Metadata-Version: 2.1
Name: taurus-datamover
Version: 0.3.4
Summary: Python wrapper for the datamover tools that enable moving data between the ZIH fileserver and the taurus cluster at TU Dresden
Home-page: https://gitlab.mn.tu-dresden.de/bia-pol/taurus-datamover/
Author: Till Korten
Author-email: till.korten@tu-dresden.de
Classifier: Programming Language :: Python :: 3
Classifier: License :: OSI Approved :: BSD License
Classifier: Operating System :: OS Independent
Classifier: Intended Audience :: Science/Research
Classifier: Development Status :: 3 - Alpha
Requires-Python: >=3.6
Description-Content-Type: text/markdown
License-File: LICENSE

# Taurus Datamover

Python wrapper for the [datamover tools](https://doc.zih.tu-dresden.de/data_transfer/datamover/) that enable moving data between the [ZIH fileserver](https://tu-dresden.de/zih/dienste/service-katalog/arbeitsumgebung/datenspeicher/details) and the [taurus cluster](https://tu-dresden.de/zih/hochleistungsrechnen/hpc?set_language=en) at TU Dresden.

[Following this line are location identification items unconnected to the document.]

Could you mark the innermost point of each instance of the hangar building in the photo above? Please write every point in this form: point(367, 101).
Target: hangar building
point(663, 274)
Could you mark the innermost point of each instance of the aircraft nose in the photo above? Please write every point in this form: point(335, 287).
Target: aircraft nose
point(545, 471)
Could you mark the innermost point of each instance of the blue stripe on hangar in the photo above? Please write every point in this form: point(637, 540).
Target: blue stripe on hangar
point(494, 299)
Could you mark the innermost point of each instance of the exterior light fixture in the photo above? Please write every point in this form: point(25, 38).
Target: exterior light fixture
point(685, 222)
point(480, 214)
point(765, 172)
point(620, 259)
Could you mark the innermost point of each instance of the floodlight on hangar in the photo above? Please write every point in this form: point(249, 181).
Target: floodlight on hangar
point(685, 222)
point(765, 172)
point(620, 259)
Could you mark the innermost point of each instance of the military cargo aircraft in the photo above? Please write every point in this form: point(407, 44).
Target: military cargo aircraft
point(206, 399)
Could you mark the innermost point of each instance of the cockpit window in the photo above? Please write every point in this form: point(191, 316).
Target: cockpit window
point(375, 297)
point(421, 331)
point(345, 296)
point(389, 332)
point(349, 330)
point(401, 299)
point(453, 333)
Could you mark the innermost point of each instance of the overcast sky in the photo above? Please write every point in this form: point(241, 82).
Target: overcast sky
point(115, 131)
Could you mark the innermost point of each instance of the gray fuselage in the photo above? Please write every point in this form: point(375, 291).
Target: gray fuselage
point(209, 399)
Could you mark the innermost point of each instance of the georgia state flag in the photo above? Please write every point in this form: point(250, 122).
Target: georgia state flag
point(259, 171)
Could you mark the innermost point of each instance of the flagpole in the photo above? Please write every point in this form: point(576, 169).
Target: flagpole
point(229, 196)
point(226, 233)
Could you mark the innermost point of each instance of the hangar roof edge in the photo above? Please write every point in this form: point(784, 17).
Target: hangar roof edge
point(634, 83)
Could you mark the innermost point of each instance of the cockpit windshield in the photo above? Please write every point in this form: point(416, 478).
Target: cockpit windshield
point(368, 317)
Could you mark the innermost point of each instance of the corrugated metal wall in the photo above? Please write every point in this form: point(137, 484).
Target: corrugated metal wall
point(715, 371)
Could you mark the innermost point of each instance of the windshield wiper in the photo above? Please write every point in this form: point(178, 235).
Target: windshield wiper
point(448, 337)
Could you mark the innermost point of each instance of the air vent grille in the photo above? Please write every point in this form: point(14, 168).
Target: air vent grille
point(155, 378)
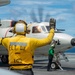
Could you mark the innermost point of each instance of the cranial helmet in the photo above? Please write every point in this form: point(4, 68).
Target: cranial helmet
point(20, 27)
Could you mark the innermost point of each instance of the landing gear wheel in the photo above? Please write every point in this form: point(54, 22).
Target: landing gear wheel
point(54, 65)
point(4, 59)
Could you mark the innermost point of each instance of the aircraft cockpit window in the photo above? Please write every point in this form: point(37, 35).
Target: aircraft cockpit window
point(36, 29)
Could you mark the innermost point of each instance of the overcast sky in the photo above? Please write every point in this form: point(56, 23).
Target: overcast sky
point(62, 10)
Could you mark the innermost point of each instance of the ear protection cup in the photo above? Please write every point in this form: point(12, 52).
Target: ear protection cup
point(20, 27)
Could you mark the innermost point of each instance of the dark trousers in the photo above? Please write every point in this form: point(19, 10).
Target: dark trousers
point(24, 72)
point(50, 58)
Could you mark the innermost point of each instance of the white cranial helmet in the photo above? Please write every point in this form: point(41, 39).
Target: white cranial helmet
point(20, 27)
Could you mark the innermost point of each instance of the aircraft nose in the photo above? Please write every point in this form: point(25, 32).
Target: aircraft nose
point(73, 42)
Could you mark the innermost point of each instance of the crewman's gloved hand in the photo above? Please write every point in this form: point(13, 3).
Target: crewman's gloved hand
point(52, 23)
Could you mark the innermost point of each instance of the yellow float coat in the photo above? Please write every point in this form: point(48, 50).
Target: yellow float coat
point(21, 49)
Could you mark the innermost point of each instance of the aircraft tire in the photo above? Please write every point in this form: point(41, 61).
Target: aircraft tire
point(4, 59)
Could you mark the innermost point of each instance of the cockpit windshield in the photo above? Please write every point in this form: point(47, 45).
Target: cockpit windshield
point(38, 29)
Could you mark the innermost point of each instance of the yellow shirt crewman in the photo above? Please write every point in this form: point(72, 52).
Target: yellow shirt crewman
point(21, 48)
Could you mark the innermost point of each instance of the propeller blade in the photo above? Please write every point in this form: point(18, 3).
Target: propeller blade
point(40, 13)
point(33, 16)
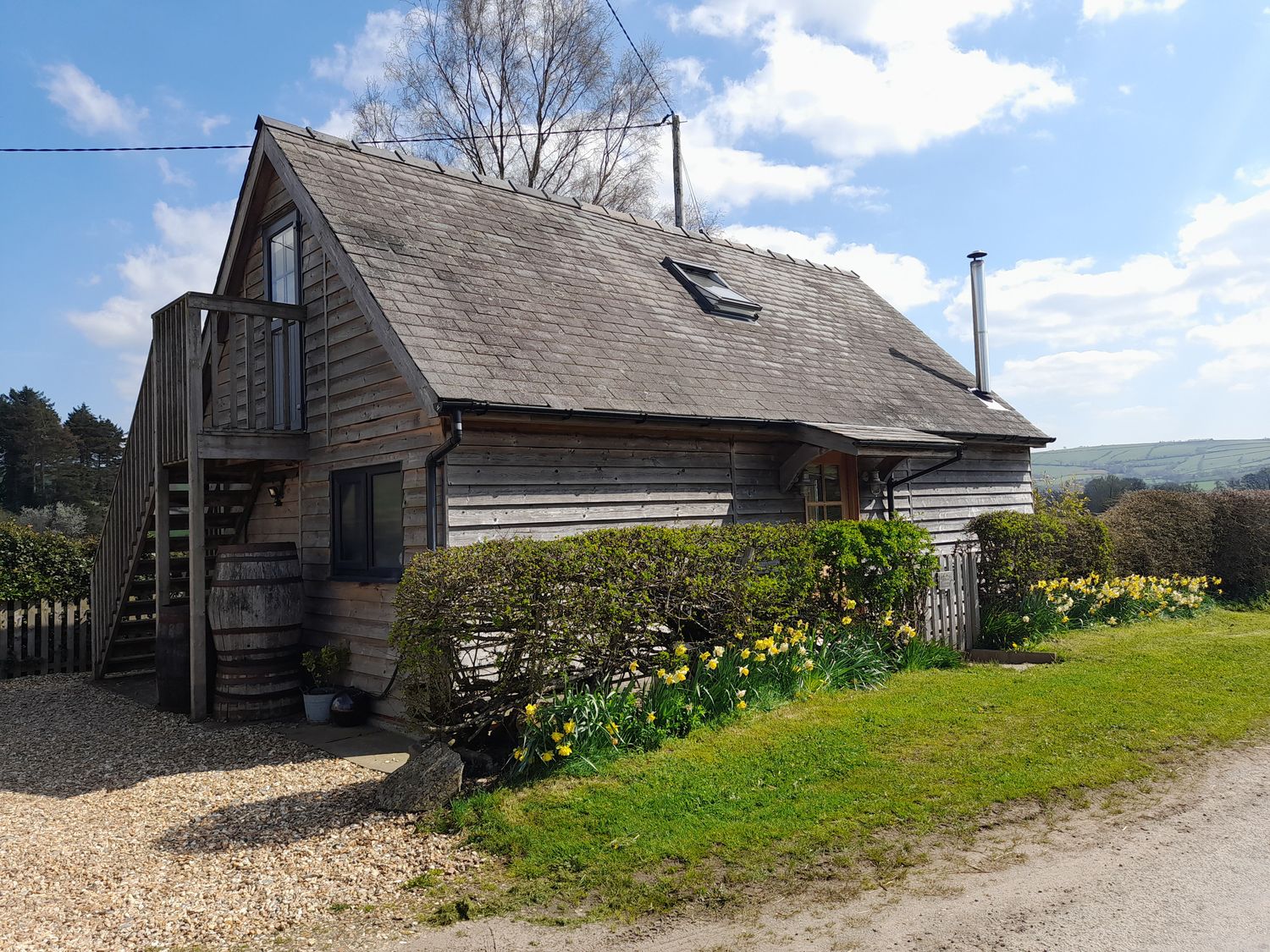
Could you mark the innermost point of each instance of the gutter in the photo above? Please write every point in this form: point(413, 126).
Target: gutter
point(483, 406)
point(432, 462)
point(892, 482)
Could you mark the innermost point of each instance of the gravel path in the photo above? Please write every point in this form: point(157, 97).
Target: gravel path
point(122, 828)
point(1178, 870)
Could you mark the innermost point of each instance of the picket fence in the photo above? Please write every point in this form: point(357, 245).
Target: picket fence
point(45, 637)
point(952, 602)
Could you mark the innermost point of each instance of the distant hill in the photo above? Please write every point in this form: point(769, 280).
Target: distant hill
point(1201, 461)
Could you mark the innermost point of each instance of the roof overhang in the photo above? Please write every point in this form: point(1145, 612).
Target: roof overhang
point(858, 439)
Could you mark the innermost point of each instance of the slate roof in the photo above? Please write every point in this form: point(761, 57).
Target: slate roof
point(513, 296)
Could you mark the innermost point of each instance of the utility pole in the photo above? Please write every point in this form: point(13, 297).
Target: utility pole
point(678, 182)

To facilitate temporary storage across computing nodes, also provides the `Workspace` wrapper for the [workspace tools](https://doc.zih.tu-dresden.de/data_lifecycle/workspaces/)

Before you can start working on the taurus cluster, you need to file a [project request](https://tu-dresden.de/zih/hochleistungsrechnen/hpc?set_language=en#section-1). You also need a [group share](https://tu-dresden.de/zih/dienste/service-katalog/arbeitsumgebung/datenspeicher/details#section-2) on the ZIH fileserver.

## Getting started

If you own a project space on taurus and want to transfer files to it, you can ask [HPC support](https://tu-dresden.de/zih/hochleistungsrechnen/support) to enable a connection to your fileserver.

Afterwards, you can use [TUD ZIH datamover](https://doc.zih.tu-dresden.de/data_transfer/datamover/) to transfer files from the fileserver to the cluster.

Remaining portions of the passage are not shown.